The loonie faced “damaged risk sentiment” in the past 24 hours, George Davis, chief technical analyst for fixed income and currency strategy in Toronto at Royal Bank of Canada, wrote in a note to clients. “Yesterday’s late-day plunge in oil prices was a starting point, followed by dovish RBA minutes.”
The loonie, as the currency is nicknamed for the image of the waterfowl on the C$1 coin, advanced 0.1 percentage point to 97.42 cents per U.S. dollar. It touched 96.33 on Sept. 14, the strongest level since August 2011. One Canadian dollar buys $1.0265.
Crude-oil futures dipped 1.4 percent to $95.29 a barrel in New York after tumbling 2.4 percent yesterday, including a $4 fall in three minutes before the expiry of October options contracts. Oil is Canada’s largest export.
U.S. stocks declined for the second day, with the Standard & Poor’s 500 Index (SPX) falling 0.1 percent.
Canada’s dollar may weaken to support levels at 98.01, 98.42 and C$1.0002, which will attract renewed buying, RBC’s Davis wrote. That could push the loonie to re-test resistance at 96.34, with a close below that opening up 94.93 and 94.08. The last time it approached those levels was July 2011. Resistance and support refer to areas on a graph where orders may be clustered.
“We are retaining our bearish view” on the U.S. dollar, Davis said. “Not only are valuations at overbought levels, but a bearish divergence is beginning to form.”
Canadian companies are likely to take advantage of a risk appetite renewal among investors worldwide, pushing corporate debt issuance toward a record high this year.
Royal Bank of Canada and Bank of Montreal (BMO), the first and fourth largest underwriters of corporate debt this year, estimate that Canadian companies and banks will raise C$20 billion ($20.5 billion) of bonds in the final four months of 2012.
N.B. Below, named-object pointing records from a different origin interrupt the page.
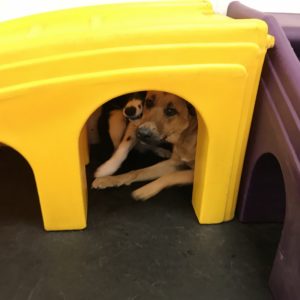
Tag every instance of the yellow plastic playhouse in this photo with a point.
(57, 68)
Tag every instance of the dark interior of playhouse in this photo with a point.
(132, 250)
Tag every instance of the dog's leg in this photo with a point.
(161, 152)
(117, 126)
(151, 189)
(114, 163)
(149, 173)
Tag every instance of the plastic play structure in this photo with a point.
(57, 68)
(270, 189)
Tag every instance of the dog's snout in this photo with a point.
(144, 133)
(130, 111)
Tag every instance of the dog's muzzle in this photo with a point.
(130, 113)
(148, 135)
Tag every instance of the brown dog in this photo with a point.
(166, 117)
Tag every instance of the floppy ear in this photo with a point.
(191, 109)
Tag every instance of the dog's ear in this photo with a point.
(191, 109)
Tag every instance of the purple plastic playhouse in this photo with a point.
(270, 185)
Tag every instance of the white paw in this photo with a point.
(103, 170)
(143, 193)
(108, 168)
(104, 182)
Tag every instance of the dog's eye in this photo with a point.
(170, 111)
(149, 102)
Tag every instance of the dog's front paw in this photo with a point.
(104, 182)
(103, 170)
(143, 193)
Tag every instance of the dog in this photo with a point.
(166, 117)
(122, 127)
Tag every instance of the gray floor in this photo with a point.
(153, 250)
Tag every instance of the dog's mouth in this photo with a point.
(153, 140)
(133, 118)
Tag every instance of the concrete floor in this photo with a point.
(152, 250)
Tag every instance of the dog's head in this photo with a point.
(133, 109)
(165, 117)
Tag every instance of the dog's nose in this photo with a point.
(144, 133)
(130, 111)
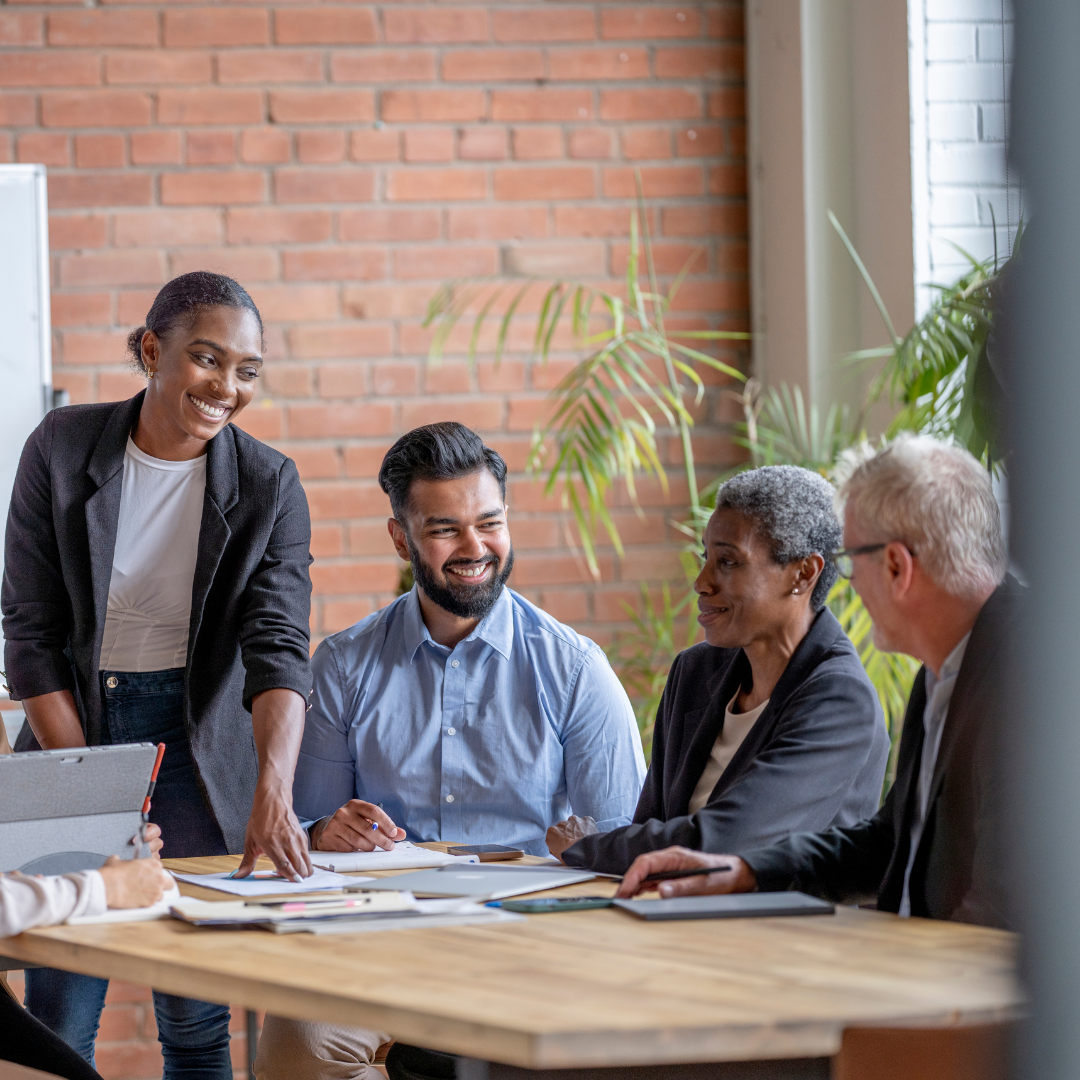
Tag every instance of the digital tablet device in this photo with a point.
(67, 810)
(742, 905)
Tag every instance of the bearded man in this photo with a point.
(461, 712)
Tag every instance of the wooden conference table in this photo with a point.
(581, 994)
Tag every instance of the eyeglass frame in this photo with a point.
(848, 553)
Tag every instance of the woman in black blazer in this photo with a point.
(770, 726)
(156, 589)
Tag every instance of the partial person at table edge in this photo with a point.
(771, 725)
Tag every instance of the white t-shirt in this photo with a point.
(736, 728)
(153, 565)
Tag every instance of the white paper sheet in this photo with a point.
(403, 856)
(260, 885)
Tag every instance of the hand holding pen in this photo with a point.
(356, 826)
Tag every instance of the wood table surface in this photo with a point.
(578, 988)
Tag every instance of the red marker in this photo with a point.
(153, 780)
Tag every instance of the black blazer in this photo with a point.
(251, 597)
(815, 757)
(957, 872)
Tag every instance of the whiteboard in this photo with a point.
(26, 370)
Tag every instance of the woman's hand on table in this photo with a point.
(737, 878)
(353, 828)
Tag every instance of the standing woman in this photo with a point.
(156, 590)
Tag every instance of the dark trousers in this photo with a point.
(148, 706)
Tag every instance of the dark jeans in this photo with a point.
(148, 706)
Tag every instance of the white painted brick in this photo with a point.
(967, 164)
(952, 41)
(991, 123)
(950, 206)
(966, 82)
(953, 123)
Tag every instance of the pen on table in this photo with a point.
(674, 875)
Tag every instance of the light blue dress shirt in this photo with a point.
(518, 726)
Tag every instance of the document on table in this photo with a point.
(402, 856)
(268, 883)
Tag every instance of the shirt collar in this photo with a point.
(496, 628)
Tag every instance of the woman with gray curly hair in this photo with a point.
(770, 726)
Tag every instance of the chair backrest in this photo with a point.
(972, 1052)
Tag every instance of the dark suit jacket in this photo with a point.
(815, 757)
(251, 598)
(958, 867)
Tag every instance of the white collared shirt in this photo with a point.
(939, 696)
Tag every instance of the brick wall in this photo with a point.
(341, 160)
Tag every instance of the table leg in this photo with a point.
(796, 1068)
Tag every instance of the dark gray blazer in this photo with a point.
(251, 598)
(817, 754)
(958, 867)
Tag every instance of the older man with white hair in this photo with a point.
(923, 549)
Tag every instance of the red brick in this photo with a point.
(652, 22)
(497, 223)
(335, 421)
(21, 28)
(212, 148)
(102, 27)
(478, 415)
(541, 104)
(112, 268)
(50, 69)
(44, 148)
(205, 27)
(445, 261)
(591, 143)
(334, 264)
(324, 26)
(700, 142)
(77, 230)
(574, 181)
(401, 106)
(644, 143)
(158, 66)
(430, 185)
(270, 65)
(210, 107)
(16, 109)
(582, 65)
(493, 65)
(166, 228)
(285, 304)
(339, 339)
(321, 106)
(311, 185)
(95, 108)
(485, 143)
(700, 62)
(374, 144)
(99, 151)
(156, 148)
(264, 146)
(225, 188)
(544, 24)
(81, 309)
(538, 144)
(321, 147)
(383, 65)
(652, 103)
(430, 24)
(99, 189)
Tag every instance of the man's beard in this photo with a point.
(466, 602)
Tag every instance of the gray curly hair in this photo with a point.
(794, 511)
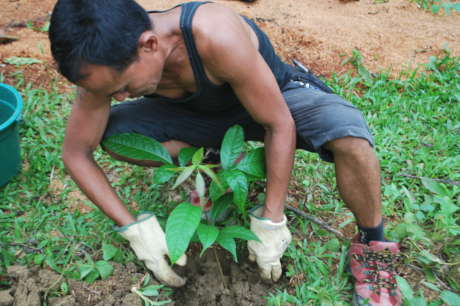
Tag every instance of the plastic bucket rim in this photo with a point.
(17, 112)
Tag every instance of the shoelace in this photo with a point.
(379, 261)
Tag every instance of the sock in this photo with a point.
(367, 234)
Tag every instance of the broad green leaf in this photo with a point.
(163, 174)
(228, 243)
(240, 232)
(92, 276)
(209, 172)
(185, 174)
(405, 288)
(85, 270)
(232, 146)
(20, 61)
(435, 187)
(137, 146)
(253, 163)
(198, 157)
(151, 290)
(180, 227)
(207, 235)
(104, 268)
(431, 286)
(450, 298)
(220, 206)
(239, 185)
(108, 251)
(185, 155)
(430, 258)
(217, 190)
(200, 185)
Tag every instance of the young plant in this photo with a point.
(229, 187)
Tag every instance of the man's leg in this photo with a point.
(333, 128)
(358, 178)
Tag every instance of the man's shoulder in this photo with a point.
(212, 18)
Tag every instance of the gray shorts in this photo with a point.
(319, 117)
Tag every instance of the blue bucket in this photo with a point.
(10, 114)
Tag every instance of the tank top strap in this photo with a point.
(187, 13)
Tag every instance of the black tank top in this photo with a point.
(209, 97)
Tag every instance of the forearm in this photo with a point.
(279, 155)
(94, 184)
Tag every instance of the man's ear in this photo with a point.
(148, 42)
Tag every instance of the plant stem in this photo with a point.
(220, 269)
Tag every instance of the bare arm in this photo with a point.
(84, 132)
(231, 56)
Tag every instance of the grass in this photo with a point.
(415, 119)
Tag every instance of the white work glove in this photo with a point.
(275, 238)
(148, 241)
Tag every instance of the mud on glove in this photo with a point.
(148, 241)
(275, 238)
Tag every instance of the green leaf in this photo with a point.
(185, 155)
(185, 174)
(207, 235)
(220, 206)
(200, 185)
(163, 174)
(236, 231)
(450, 298)
(20, 61)
(151, 290)
(228, 243)
(180, 227)
(232, 146)
(217, 190)
(198, 157)
(104, 268)
(239, 185)
(137, 146)
(253, 163)
(435, 187)
(430, 258)
(108, 251)
(405, 288)
(85, 270)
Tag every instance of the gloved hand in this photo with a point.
(148, 241)
(275, 238)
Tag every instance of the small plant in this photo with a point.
(229, 186)
(435, 6)
(144, 291)
(91, 270)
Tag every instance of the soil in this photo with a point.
(391, 35)
(238, 284)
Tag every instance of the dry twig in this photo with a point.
(316, 221)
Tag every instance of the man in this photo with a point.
(198, 69)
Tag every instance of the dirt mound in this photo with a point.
(213, 279)
(392, 34)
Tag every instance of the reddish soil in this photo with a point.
(321, 34)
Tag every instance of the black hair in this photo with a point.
(101, 32)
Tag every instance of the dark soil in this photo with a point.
(239, 284)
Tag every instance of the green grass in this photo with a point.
(415, 118)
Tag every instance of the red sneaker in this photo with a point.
(373, 268)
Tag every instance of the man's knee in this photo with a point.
(353, 146)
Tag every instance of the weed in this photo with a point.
(184, 221)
Canadian government bonds advanced for a second day, with the yield on the 10-year benchmark falling three basis points, or 0.03 percentage point, to 1.92 percent. The 2.75 percent security maturing in June 2022 rose 28 cents to C$107.38.
The Bank of Canada is auctioning C$1.4 billion of 30-year bonds tomorrow at noon. Two previous sales of the same amount of the securities this year yielded 2.41 percent in May and 2.79 percent in March. The yield on current 30-year bonds fell two basis points to 2.49 percent.
The Canadian dollar fell earlier as the RBA issued minutes of its Sept. 4 meeting that indicated growth slowing in China and signaled that policy makers were monitoring weaker commodity prices. RBA policy makers said that recent data on China’s growth were “a touch weaker, and this had been accompanied by a sharp decline in spot prices for iron ore and coking coal.”
China is the largest importer of oil and metals in the world and one of Canada’s biggest trading partners.
“Market participants are concerned that there hasn’t been a policy response from China,” Camilla Sutton, head of currency strategy at Bank of Nova Scotia (BNS) in Toronto, said in a phone interview. “With no policy response from China, does that mean the commitment to engineer a soft landing from China is waning?”